A principios de la década de 1970, escribe Thuma, las
feministas fundaron cientos de centros de crisis por violación y refugios para
víctimas de violencia doméstica en todo el país. Estas organizaciones
ofrecieron recursos, asesoramiento y apoyo a las personas, y muchas también
trataron de educar a las comunidades más grandes donde residían acerca de la
violencia contra la mujer.
Un tema que a menudo preocupaba a estas organizaciones era
la tendencia de la policía y los tribunales a ignorar la violencia contra las
mujeres. Algunos organizadores y algunas víctimas de la violencia presionaron
al sistema legal penal para que aumentara el castigo. Eso los colocó en una
alianza inadvertida con una creciente agenda gubernamental de orden público.
Pero, escribe Thuma, esta tendencia no pasó desapercibida.
Por ejemplo, en 1974, un grupo de mujeres activas en el Centro de Crisis por
Violación de DC fundó el Boletín de la Alianza Feminista contra la Violación
(FAAR). Intentaron abordar las preocupaciones de que “el tema de la violación
estaba siendo cooptado” por financiadores gubernamentales y políticos con una
agenda de orden público.
FAAR dedicó su segundo número al encarcelamiento,
argumentando que “animar a las mujeres a enjuiciar una violación [ayuda] a
reforzar la legitimidad del sistema de justicia penal”. Un artículo de la edición
fue escrito por los fundadores de Prisoners Against Rape, un programa de
educación entre pares organizado por hombres negros encarcelados por violación.

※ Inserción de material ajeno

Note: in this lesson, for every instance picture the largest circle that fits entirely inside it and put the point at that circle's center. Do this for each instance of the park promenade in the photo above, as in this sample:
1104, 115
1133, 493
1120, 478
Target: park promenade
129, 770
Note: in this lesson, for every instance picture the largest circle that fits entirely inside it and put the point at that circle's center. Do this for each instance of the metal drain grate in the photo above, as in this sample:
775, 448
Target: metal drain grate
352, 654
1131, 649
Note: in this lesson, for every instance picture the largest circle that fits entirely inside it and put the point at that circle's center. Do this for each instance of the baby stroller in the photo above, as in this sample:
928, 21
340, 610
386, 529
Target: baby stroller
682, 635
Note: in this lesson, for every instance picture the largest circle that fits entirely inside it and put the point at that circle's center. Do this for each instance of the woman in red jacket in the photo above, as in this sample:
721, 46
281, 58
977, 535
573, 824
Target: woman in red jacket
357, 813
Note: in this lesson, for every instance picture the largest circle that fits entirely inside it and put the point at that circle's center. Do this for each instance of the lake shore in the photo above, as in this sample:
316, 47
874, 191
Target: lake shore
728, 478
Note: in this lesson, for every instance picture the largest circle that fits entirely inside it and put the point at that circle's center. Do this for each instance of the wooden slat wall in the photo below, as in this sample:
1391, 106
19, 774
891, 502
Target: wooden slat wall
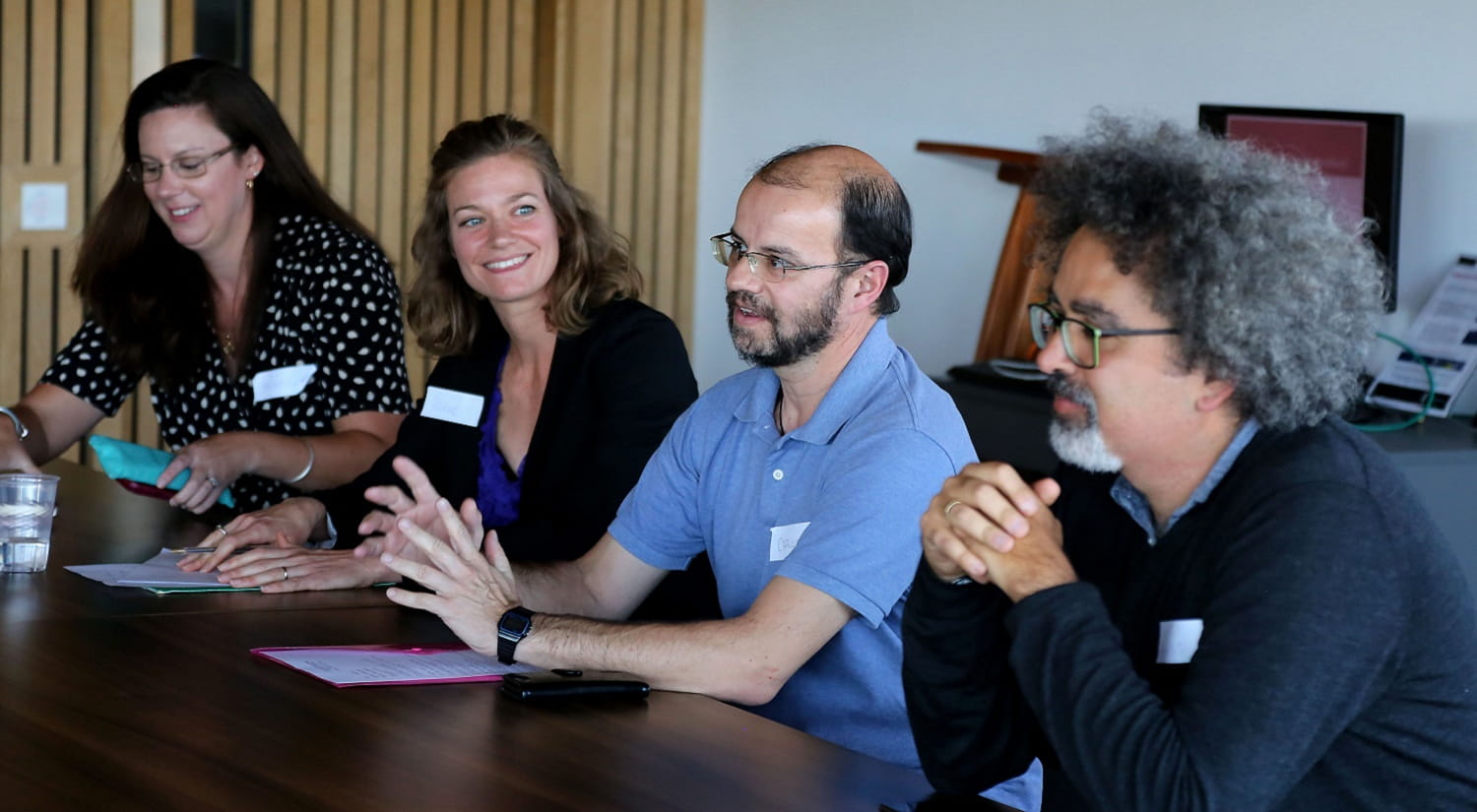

Esto provocó una rápida reacción de otros grupos feministas,
como San Francisco Women Against Rape, que criticó a FAAR por apoyar las
“necesidades y los derechos de los violadores masculinos”. Los editores de FAAR
respondieron que no creían que el aumento de las condenas eliminaría la
violación, y que las feministas harían mejor en luchar no por condenas
individuales sino por cambios sociales más amplios.
Thuma escribe que las críticas feministas a la vigilancia y
el encarcelamiento se unieron en torno a varios incidentes en los que mujeres
de color fueron arrestadas por matar a un agresor sexual. El más influyente de
ellos fue el caso de Joan Little, una mujer negra de 20 años recluida en una
prisión de Carolina del Norte que, en 1974, apuñaló fatalmente a un guardia
blanco que intentaba violarla. Un gran jurado de mayoría blanca la acusó de
asesinato en primer grado, lo que la hacía potencialmente elegible para la pena
de muerte. Durante los meses siguientes, organizadoras feministas negras de
universidades y grupos locales, incluido el Partido Pantera Negra, organizaron
su apoyo. La campaña no solo ayudó a lograr su absolución, sino que atrajo la
atención de todo el país sobre los peligros particulares que el encarcelamiento
representaba para las mujeres negras.
Al escribir sobre el caso Little en Ms. Magazine, la
académica y activista Angela Davis señaló la larga historia de impunidad de los
hombres blancos por la violencia sexual contra las mujeres negras, así como los
duros castigos aplicados casi invariablemente a los hombres negros acusados
de agredir a mujeres blancas de clase media.
Como concluye Thuma, los movimientos por los derechos de las
mujeres y la justicia racial continúan debatiendo estos temas en la actualidad.